However much we moan about it, most of us cherish our routines, need that steady rhythm in our life for peace, stability and joy. An extension to routine is tradition, the bells of the festivities / seasons that cement us to life’s path, that unite families and friends, that bring together our loved ones for celebrations. Traditions at times of life and death. Together being the keyword.

One such tradition is celebrated by many today and I want to wish everyone a very Happy 1st  Advent.

As young we would gather on each Sunday staring at the unlit candles, the four red lights signifying to me an unquantifiable long run until Christmas. The patience needed for those four weeks was not within my grasp as in my excitement I would physically become sick. Older and maybe even a little bit wiser I now treasure the whole peace of December, the calm Sundays, the significance of that first light.


Another tradition is the star in the window, a beacon of hope and belief in life itself I feel. A sparkle of joy from our window to passers by walking their dogs in the grey drizzle, to the school children walking through the early frosty morning.

imageFinally, but not least – Advent Calendars! The big kid in me is still as excited by these as when young. My son has his already – it is one we made many years ago together when he was very young. One of those projects you embark upon, thinking this will be easy and quick. Two days later we had ransacked our house for little boxes, the dining room turned into an art studio of paint and glue, I’d explored art shops for gold paint. The advent box is now slightly worn and tired but lives on gloriously, bright with the wonderful memories it shares, solid with tradition, the embellishment of love and family.

52 thoughts on “HAPPY 1st ADVENT

    1. Thank you very much, Janice. I’ve enjoyed reading about traditions here on wordpress this season and wanted to share mine. The advent calendar is great although I have to do repairs every year! Think it might survive a few more years – just! Wishing you a lovely Christmas.

  1. There is such hope that comes from lighting those candles on the early dark evening of December. I have not done this in a very long time but I may start again. Thanks for the reminder of the beauty of the tradition.

    1. It is a beautiful tradition and it would be lovely if you took it up again. 😀It always adds a moment of stillness and reflection during this busy month and it’s a special occasion when all four candles are brightly alight, heralding Christmas celebrations. Thank you so much for your thoughtful comment.

  2. Happy First Advent to you Annika!
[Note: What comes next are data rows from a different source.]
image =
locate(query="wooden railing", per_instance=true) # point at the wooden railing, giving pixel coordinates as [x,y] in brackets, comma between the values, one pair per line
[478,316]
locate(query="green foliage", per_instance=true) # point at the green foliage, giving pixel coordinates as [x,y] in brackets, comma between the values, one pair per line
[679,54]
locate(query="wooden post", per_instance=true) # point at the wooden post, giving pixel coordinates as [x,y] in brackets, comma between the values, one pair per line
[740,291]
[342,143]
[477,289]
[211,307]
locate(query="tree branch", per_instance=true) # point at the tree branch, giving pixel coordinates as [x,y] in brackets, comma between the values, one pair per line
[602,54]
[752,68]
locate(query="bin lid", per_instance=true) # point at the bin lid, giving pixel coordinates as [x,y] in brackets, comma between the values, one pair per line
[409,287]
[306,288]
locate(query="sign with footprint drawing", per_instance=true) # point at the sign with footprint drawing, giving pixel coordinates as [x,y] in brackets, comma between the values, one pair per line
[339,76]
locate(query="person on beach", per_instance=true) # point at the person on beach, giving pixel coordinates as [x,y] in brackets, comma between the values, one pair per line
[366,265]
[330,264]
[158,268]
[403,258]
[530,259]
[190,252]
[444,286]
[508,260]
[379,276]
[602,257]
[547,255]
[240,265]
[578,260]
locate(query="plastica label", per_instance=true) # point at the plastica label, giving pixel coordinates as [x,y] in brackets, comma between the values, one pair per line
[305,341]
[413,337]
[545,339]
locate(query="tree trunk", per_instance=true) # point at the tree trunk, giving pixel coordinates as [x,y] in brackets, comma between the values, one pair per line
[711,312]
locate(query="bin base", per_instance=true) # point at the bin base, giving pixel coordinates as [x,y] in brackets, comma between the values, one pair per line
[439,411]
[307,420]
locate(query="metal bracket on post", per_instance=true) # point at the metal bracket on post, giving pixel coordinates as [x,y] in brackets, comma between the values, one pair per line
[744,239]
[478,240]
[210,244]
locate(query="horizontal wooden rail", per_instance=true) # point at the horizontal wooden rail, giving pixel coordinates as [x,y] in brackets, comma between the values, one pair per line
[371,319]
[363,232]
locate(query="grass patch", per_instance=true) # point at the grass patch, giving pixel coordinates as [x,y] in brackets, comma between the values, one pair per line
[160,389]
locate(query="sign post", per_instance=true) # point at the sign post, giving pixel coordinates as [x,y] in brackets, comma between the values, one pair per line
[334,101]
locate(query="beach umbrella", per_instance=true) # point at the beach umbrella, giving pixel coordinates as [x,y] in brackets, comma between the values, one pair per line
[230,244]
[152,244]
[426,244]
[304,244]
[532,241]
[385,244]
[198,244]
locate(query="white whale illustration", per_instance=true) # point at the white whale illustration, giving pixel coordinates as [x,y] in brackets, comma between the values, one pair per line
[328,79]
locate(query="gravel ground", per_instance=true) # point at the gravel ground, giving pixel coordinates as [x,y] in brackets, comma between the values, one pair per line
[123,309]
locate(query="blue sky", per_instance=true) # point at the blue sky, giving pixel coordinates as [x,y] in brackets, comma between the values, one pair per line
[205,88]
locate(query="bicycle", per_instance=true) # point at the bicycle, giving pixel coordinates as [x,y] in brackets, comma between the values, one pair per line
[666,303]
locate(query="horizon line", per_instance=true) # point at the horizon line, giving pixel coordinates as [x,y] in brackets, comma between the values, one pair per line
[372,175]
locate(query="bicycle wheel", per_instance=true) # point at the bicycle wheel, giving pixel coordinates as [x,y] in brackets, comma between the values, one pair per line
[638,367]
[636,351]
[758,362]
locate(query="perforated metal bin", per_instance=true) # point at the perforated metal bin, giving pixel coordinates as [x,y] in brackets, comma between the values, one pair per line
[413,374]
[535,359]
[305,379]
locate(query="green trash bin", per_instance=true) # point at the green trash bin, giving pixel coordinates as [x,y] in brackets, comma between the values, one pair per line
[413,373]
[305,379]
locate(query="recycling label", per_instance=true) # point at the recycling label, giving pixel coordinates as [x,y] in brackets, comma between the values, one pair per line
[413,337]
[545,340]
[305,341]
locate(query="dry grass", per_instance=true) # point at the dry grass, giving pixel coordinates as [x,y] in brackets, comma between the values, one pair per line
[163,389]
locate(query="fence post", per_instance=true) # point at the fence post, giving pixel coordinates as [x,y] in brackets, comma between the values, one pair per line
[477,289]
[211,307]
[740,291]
I too still feel the same surge of excitement at opening the first window of our advent calendar, and still give one to each of my grown children 🙂 I love how your bright, shining star sends a beautiful message to those passing by. That is excactly how I feel when we put up our stars and lights to herald in the Christmas season and message. Giving hope and light in this dark world. Lovely post, thank you 🙂

    1. Sherri, I can really feel your warmth and passion for Christmas flowing from your words. Absolutely bursting with light and love. 😀It is about hope and love this time of year and all these traditions encapsulate this notion. Wonderful that you too have a star up and give advent calendars to your children! Nearly time to light the second candle…Thank you so much for you kind comments, warmest wishes to you.

      1. Happy Second Advent Annika! Thank you so much for your lovely, kind sentiments…you inspire me to hold onto the light and love that such precious family traditions bring, reminding me of all that I shared with my children when they were small and today as adults 🙂 Such a blessing. Warmest wishes and hugs back to you at this special time ❤

  3. We have many Advent traditions and continue the ones we learned in Germany as well. So Dec. 5 in the evening, we’ll put a shoe outside our door for Nikolaus. We also are using the countdown calendars counting the days until Christmas. Memories and traditions are valued in our family.
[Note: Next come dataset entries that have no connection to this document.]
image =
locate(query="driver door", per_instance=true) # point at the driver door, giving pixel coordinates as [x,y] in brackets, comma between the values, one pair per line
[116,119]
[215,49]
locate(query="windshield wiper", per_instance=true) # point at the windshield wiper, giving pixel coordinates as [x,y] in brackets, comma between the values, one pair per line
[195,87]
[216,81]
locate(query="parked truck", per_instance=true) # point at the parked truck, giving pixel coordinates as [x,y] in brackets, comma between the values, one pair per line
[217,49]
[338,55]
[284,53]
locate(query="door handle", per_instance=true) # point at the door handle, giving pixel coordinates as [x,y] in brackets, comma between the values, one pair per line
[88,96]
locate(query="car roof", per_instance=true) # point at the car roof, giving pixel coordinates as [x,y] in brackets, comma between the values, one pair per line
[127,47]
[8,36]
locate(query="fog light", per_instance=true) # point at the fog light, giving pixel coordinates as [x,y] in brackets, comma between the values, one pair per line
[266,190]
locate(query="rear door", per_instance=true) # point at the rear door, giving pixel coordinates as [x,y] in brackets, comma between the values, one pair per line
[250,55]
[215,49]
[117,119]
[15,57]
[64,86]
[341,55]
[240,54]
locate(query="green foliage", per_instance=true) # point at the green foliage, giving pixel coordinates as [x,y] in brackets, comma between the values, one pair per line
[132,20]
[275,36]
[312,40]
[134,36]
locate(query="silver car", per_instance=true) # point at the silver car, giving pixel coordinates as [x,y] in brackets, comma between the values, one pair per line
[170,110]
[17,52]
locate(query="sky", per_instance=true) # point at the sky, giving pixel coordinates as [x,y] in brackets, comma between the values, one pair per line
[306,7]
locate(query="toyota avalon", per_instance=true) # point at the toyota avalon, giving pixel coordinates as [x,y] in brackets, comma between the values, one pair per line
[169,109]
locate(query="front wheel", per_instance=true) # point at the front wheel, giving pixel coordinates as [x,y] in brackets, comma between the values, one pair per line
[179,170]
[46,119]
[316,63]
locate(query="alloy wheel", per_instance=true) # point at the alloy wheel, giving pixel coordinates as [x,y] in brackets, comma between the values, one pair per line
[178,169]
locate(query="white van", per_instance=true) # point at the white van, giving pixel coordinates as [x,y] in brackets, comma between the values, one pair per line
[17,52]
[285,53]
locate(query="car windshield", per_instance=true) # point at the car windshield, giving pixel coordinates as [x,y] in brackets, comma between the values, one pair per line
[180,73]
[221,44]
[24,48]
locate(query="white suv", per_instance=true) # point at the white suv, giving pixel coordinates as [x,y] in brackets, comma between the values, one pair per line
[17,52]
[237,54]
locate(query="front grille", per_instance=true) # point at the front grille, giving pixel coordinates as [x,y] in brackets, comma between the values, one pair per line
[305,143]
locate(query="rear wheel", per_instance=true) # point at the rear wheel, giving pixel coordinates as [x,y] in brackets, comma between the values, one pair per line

    1. I knew there was a tradition in Germany early on in December but didn’t remember about the shoe outside the door! I wonder why! It is wonderful to treasure these family traditions and as you live the present every time the past memories are also recalled – quite a blessing. Thank you for your comment Mary Ann.

      1. Let’s see who remembers the shoe in my family! St. Nikolaus comes Dec. 6 and the Christkind comes Dec. 24-25. Little German children search the house for the largest shoe/boot on Dec. 5. Hahaha. My guess is that we have Christmas stockings to hang for small presents. The Germans did not and used one shoe. Thanks for writing. I love the combination of your cultural heritage with Swedish and now living in the UK plus having studied in Germany. Enjoy the season!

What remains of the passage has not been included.